(HealthDay News) – The combination of type 2 diabetes and impaired health-related functioning (HRF) is associated with an increased risk of cardiovascular disease (CVD) mortality, according to a study published online March 23 in Diabetes Care.
Emily D. Williams, PhD, of Monash University in Melbourne, Australia, and colleagues analyzed data from 11,247 adults (aged ≥25 years) from the Australian Diabetes Obesity and Lifestyle (AusDiab) study. Diabetes status was defined using the World Health Organization criteria at baseline (1999–2000), and HRF was assessed using the Short Form-36 questionnaire.
After 7.4 years of follow-up, the researchers found that 57 individuals with diabetes and 105 without diabetes had died from CVD. HRF measures were significant predictors of increased CVD mortality in those with and without diabetes. There was a similar CVD mortality risk among those with diabetes or impaired physical health component summary (PCS) alone (diabetes alone: hazard ratio [HR], 1.4; impaired PCS alone: HR, 1.5).
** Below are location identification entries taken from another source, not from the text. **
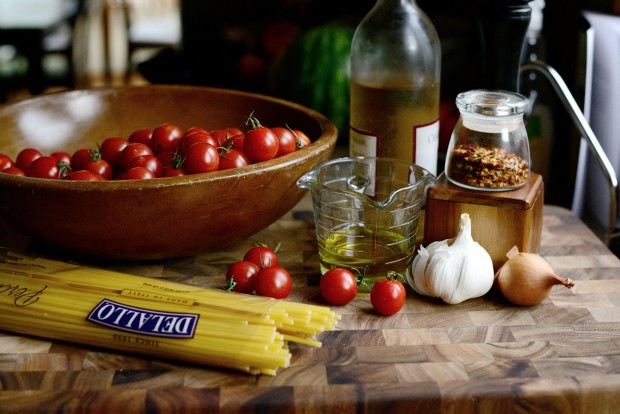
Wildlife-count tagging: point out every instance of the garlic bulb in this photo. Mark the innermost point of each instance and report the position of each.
(454, 269)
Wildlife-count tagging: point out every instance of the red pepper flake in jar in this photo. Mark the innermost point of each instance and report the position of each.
(489, 148)
(483, 167)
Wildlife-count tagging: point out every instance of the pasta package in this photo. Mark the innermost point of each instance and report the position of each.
(91, 306)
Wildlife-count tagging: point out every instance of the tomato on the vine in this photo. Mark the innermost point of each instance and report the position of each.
(62, 156)
(14, 171)
(388, 295)
(338, 286)
(132, 151)
(262, 256)
(165, 138)
(201, 158)
(97, 165)
(171, 171)
(274, 282)
(142, 136)
(44, 167)
(240, 276)
(25, 157)
(112, 149)
(302, 139)
(5, 162)
(150, 162)
(232, 158)
(79, 159)
(84, 175)
(191, 138)
(287, 141)
(260, 144)
(137, 173)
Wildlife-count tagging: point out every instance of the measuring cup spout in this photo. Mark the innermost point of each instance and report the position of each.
(308, 180)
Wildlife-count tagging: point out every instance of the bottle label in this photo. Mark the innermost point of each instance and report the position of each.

After adjustment for multiple covariates, participants with both diabetes and impaired PCS had a much higher CVD mortality (HR, 2.8) compared with those without diabetes and with normal PCS. Results were similar for the mental health component summary.
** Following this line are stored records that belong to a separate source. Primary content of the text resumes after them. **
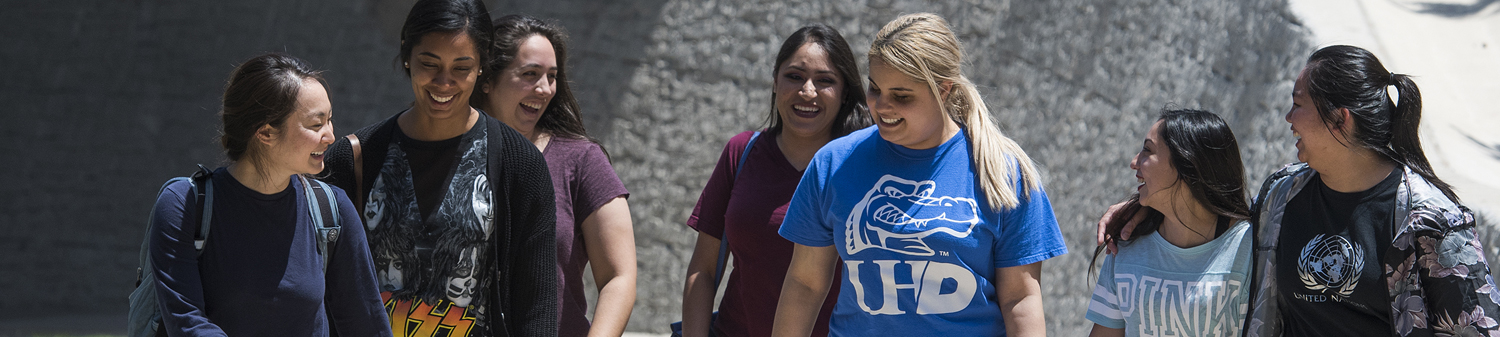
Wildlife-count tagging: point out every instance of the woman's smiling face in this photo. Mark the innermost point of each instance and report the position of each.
(443, 71)
(905, 110)
(807, 92)
(521, 93)
(1316, 141)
“This study demonstrates that the combination of diabetes and impaired HRF is associated with substantially higher CVD mortality,” the authors write. “This suggests that, among those with diabetes, impaired HRF is likely to be important in the identification of individuals at increased risk of CVD mortality.”
The AusDiab study was funded by multiple pharmaceutical companies.